City support of monument does hurt

I would like to ask letter writer Susie Russell-Melendez who she thinks she is to judge whether the Ten Commandments monument is hurting anyone (“Monument isn’t hurting anyone,” Nov. 1).

The decision of the Everett City Council to fight to keep the monument on city property is hurting the taxpayers. Our First Amendment (if anyone actually ever bothers to read the Constitution) guarantees the freedom of religion. Freedom of religion can only be protected if the state takes a stand of neutrality where religion is concerned. The state cannot impose any religious views on the citizens. Once it does, freedom of religion no longer exists. In case after case in this country, cities that have chosen to fight such lawsuits have lost, because thankfully judicial bodies have ruled that such artifacts on public property are unconstitutional.
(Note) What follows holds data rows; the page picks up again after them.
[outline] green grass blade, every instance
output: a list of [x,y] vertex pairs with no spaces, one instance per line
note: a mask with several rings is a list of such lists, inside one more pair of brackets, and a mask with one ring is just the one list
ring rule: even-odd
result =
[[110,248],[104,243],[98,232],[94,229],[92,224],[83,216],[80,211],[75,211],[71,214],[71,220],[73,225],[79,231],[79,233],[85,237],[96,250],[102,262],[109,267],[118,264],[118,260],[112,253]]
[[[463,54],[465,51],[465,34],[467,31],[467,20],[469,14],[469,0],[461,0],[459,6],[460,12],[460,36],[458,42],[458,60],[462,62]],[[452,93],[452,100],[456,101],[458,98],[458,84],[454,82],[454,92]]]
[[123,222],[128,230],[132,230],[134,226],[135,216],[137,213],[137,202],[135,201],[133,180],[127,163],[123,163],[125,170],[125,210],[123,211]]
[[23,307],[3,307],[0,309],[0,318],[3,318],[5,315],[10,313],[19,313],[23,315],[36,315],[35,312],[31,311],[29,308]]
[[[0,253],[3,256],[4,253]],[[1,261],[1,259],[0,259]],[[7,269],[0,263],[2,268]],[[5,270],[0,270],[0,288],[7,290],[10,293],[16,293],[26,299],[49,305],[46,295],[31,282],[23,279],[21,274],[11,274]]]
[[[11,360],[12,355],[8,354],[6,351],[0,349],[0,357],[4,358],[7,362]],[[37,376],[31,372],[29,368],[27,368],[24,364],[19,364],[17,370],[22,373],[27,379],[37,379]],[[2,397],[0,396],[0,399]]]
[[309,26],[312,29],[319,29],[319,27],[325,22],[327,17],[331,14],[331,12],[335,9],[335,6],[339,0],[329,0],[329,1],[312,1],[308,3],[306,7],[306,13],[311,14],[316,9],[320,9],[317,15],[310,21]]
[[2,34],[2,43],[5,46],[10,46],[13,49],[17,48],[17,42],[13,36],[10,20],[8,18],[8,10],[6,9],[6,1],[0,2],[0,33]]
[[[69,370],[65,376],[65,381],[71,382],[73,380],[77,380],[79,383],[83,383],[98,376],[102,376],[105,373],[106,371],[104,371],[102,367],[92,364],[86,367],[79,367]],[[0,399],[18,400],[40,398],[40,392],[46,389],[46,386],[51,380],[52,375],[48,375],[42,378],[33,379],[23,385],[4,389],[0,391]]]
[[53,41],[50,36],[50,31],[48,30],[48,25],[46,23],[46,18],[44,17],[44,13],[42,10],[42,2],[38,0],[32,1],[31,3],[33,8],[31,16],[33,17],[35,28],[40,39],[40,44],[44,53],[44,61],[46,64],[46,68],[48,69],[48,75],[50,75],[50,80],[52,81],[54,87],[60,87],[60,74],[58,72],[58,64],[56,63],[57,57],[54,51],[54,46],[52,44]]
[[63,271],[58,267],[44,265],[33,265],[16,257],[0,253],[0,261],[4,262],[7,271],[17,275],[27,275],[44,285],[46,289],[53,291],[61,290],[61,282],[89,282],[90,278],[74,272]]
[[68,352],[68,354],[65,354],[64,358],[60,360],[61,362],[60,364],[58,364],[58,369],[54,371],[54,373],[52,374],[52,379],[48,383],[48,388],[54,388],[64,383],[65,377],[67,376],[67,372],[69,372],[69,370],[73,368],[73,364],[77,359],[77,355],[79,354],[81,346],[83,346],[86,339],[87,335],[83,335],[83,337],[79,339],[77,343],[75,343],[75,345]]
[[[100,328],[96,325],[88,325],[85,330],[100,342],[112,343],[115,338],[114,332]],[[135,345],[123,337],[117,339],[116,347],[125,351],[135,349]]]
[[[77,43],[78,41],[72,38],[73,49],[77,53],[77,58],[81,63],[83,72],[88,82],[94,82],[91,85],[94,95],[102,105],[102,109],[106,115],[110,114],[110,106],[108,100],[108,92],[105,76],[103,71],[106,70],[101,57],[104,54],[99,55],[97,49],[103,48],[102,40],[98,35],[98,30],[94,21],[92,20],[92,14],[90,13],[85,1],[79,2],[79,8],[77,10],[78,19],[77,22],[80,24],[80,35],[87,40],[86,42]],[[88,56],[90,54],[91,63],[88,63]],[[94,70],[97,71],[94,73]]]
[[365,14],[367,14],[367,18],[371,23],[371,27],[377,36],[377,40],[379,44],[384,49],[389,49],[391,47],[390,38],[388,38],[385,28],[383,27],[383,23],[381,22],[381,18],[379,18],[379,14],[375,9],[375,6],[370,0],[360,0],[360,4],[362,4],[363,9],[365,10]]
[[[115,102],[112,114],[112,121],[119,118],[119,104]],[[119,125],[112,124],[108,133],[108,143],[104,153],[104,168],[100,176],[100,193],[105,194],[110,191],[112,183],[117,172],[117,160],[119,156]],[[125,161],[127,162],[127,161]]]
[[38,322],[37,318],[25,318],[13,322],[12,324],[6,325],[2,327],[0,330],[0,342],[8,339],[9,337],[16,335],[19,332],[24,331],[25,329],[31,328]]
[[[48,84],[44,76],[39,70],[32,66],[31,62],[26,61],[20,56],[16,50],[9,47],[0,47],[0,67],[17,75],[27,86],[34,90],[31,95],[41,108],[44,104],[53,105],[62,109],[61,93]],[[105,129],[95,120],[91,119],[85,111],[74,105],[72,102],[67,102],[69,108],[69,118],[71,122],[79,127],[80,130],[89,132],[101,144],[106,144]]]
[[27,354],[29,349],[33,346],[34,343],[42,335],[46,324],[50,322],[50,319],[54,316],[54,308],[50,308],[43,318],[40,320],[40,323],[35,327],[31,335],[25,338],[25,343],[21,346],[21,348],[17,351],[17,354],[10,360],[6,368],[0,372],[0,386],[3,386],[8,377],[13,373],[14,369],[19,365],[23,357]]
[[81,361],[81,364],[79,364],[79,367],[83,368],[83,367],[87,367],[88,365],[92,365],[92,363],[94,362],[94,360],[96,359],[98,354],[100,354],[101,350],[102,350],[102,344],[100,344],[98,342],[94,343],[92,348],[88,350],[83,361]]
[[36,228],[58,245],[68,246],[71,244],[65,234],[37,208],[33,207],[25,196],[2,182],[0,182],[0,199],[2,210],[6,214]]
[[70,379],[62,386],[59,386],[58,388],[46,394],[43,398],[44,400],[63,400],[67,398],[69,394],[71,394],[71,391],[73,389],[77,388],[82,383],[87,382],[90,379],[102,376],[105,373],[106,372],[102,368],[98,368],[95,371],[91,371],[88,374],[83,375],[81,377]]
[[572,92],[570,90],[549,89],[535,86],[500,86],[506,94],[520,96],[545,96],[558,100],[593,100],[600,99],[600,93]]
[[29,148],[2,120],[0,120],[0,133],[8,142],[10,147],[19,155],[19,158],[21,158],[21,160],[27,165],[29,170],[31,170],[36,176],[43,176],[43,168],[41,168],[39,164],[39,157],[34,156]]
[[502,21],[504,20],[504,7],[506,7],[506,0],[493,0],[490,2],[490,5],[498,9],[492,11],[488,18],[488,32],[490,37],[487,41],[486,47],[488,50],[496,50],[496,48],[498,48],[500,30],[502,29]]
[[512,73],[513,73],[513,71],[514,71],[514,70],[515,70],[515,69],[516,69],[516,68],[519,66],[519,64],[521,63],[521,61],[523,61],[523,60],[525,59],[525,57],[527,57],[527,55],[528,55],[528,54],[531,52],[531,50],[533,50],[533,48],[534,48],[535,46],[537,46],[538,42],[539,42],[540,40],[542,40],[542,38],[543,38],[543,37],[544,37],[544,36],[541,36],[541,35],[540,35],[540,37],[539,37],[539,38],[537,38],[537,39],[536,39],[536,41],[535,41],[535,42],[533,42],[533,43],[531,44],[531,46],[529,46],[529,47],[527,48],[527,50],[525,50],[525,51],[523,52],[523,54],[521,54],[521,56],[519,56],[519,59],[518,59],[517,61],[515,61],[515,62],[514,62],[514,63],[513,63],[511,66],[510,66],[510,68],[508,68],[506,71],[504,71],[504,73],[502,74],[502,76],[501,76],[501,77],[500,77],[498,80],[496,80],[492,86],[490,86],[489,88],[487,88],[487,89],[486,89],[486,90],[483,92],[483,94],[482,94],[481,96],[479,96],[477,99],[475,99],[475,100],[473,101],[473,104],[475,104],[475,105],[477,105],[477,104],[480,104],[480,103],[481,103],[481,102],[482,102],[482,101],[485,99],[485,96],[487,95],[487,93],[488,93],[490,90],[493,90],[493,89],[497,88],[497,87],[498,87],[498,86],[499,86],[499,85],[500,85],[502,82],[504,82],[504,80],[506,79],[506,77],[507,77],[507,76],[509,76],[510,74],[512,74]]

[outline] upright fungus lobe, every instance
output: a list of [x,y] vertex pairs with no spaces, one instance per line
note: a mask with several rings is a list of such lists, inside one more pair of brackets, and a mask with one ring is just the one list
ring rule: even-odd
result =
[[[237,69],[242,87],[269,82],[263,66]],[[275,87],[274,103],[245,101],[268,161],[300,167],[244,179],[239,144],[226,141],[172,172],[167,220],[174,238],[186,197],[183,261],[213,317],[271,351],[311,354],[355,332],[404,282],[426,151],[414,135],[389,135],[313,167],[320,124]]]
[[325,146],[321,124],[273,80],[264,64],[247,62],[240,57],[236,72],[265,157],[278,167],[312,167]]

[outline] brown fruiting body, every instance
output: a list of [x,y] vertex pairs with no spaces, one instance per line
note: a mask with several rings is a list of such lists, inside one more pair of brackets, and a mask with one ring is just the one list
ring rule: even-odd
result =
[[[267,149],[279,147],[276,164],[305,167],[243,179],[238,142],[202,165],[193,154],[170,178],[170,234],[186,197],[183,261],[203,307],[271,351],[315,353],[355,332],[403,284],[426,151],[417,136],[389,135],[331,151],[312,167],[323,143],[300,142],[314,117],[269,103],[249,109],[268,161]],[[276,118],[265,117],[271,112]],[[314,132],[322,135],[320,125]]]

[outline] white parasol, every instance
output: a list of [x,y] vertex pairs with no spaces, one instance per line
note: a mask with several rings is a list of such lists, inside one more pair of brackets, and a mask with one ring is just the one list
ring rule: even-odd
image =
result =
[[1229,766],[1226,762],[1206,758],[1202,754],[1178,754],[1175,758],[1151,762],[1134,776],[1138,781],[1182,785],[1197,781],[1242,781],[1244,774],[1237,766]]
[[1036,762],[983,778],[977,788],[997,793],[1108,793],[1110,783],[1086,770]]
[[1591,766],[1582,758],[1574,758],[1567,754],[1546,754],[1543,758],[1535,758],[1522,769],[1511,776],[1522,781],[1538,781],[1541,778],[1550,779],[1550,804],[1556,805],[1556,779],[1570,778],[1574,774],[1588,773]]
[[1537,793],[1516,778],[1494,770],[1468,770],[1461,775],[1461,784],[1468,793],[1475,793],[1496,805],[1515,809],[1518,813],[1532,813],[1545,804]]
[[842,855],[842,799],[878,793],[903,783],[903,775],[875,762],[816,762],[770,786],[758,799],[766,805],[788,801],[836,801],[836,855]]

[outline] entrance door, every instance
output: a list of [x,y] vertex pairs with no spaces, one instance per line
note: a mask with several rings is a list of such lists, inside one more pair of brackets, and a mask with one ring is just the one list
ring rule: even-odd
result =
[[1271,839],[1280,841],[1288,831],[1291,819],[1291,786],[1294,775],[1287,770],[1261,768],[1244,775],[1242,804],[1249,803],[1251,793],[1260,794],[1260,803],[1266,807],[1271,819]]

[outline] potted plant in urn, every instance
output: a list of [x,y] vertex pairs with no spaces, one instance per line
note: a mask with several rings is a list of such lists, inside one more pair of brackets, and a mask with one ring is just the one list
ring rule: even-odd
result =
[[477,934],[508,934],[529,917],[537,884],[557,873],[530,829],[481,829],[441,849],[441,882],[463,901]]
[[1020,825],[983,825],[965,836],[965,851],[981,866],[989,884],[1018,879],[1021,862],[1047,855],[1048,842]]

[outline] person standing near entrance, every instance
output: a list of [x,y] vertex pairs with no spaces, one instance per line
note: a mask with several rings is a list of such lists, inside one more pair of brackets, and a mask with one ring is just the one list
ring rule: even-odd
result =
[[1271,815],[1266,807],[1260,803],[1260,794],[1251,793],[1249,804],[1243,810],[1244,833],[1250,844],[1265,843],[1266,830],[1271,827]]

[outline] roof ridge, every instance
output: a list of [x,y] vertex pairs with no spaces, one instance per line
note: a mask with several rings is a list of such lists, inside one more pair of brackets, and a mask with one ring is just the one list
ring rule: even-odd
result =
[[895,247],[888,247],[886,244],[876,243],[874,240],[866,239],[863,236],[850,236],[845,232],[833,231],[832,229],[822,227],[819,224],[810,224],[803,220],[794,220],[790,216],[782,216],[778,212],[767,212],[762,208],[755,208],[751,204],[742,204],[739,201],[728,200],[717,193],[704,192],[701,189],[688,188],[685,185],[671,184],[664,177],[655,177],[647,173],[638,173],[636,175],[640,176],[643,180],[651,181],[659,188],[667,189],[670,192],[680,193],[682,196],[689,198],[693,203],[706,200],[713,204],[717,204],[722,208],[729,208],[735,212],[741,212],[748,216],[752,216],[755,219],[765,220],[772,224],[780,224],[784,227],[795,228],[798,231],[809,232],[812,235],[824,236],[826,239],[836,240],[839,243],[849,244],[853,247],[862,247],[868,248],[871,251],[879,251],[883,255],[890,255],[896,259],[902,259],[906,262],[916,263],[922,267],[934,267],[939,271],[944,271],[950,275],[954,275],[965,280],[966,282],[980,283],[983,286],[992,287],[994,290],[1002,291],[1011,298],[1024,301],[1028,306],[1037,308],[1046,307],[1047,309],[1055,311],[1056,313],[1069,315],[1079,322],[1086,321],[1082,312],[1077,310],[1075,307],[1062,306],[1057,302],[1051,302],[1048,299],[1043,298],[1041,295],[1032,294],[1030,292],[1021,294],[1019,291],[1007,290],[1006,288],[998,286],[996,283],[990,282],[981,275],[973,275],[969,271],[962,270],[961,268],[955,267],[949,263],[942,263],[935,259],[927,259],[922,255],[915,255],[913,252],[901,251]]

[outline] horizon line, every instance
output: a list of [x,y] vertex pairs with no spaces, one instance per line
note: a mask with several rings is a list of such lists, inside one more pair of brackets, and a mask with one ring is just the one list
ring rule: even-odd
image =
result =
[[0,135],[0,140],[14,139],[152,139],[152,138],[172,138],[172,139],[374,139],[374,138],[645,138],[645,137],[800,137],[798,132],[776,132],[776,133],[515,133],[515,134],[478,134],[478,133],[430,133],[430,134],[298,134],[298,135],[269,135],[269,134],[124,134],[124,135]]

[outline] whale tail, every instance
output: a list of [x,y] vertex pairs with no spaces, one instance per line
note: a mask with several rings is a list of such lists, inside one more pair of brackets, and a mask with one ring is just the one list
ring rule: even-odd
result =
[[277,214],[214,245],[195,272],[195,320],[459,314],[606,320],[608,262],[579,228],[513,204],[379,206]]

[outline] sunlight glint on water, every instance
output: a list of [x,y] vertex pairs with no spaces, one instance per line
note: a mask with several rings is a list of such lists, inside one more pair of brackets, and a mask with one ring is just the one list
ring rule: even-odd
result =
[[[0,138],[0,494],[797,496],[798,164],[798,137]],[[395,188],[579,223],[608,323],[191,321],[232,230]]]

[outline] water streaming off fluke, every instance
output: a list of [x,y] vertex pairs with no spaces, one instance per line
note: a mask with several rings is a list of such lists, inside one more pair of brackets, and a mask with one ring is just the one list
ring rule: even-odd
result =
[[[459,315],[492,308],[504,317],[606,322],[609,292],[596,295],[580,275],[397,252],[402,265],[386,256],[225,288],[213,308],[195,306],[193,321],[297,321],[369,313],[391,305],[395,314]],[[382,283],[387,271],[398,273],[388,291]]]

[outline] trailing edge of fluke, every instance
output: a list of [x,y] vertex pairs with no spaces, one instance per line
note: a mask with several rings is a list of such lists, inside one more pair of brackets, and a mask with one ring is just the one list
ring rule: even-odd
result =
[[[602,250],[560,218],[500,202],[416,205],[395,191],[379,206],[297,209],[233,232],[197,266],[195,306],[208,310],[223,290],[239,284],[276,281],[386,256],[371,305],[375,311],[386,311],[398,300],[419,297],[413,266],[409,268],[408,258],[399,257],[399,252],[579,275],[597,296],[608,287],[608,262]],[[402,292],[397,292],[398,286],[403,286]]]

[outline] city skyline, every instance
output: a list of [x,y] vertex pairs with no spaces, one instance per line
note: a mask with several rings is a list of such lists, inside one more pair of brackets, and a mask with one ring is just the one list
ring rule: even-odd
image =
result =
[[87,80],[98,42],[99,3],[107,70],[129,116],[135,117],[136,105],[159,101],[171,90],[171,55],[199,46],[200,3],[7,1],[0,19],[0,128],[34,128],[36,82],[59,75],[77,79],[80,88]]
Let me also address some of the hypocrisy in Ms. Russell-Melendez’s letter. The men and women in our armed services are not fighting to protect the “word of God.” They are fighting to protect the United States, and subsequently the values that we hold as American citizens. One of those values is to worship (or not) as we please. Has she considered that the Muslims, Jews and members of other religions, or atheists even, might take great offense at her implications as to what they are fighting for? If Ms. Russell-Melendez cares to review any of the writings in which the Founding Fathers interpret the documents that they forged in the creation of the United States, she will find repeated references to the United States not holding to any Christian ideals other than those which coincidentally were common to the Constitution. Even Abraham Lincoln, the first Republican president, said that we were not a Christian nation.

Anyone who supports the maintenance of the Ten Commandments on city property by taxpayers is doing so out of ignorance of the Constitution. Not that that ever stopped anyone before.